Ese optimismo tiene un contexto que va más allá de una entrevista. OpenAI ha publicado recientemente un documento con estudios de caso sobre cómo GPT-5 puede acelerar tareas de investigación en matemáticas, física, biología o ciencia de materiales, siempre bajo supervisión experta y con verificación posterior. En esa recopilación aparece un dato que ilustra el planteamiento de “aceleración” más que el de “automatización”.
En un caso de biología, el sistema ayudó a identificar un mecanismo probable en minutos a partir de un gráfico no publicado y a proponer un experimento que después se validó. En otro, contribuyó con una idea que permitió completar una demostración ligada a un problema abierto durante décadas. La propia compañía subraya límites y riesgos, desde errores confiados hasta atribución imperfecta y necesidad de contrastar con métodos estándar.

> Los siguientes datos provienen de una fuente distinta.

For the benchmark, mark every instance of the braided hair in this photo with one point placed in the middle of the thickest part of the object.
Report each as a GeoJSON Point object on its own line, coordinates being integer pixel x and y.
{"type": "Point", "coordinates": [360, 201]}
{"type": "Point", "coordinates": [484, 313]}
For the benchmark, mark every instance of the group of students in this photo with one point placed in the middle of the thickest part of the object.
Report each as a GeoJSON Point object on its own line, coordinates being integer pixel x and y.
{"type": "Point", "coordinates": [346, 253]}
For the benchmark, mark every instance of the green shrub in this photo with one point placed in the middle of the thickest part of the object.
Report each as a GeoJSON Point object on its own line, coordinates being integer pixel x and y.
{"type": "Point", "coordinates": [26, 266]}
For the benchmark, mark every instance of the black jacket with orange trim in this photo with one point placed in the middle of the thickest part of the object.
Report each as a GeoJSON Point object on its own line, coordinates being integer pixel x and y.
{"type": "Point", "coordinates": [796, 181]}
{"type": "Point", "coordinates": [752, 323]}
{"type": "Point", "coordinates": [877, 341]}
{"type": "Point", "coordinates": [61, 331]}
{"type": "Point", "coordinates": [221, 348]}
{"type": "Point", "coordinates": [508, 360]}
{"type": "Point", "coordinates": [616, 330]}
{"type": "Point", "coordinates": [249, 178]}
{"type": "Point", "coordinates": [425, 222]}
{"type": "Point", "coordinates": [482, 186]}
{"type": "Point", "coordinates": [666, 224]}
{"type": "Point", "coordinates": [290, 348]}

El debate, por tanto, se desplaza. Ya no es solo si la IA “sabe” o “no sabe”, sino en qué tramo del proceso científico aporta valor y a qué coste. OpenAI cita una encuesta reciente en la que un 60% de estadounidenses considera que los avances científicos y médicos llegan “demasiado despacio”, un 73% cree que hacen falta mejores vías para acelerar los descubrimientos y un 69% identifica el liderazgo científico como prioridad nacional. Es un marco social que explica por qué el argumento de Altman se formula como productividad y como “compresión” de tiempos de investigación.
Queda, además, la parte menos visible y más determinante. Un modelo puede proponer ideas, pero el “descubrimiento” exige un circuito completo de validación, desde datos y reproducibilidad hasta revisión por pares, protocolos de laboratorio y, a menudo, instrumentación costosa. Si la IA se convierte en un acelerador de hipótesis, también acelera el volumen de pruebas necesarias y, con ello, la demanda de capacidad de cómputo e infraestructuras. La promesa de un salto científico en dos años no depende solo de la calidad de los modelos, también de que exista un “ecosistema” capaz de confirmar resultados sin que el sistema se desborde por su propia velocidad.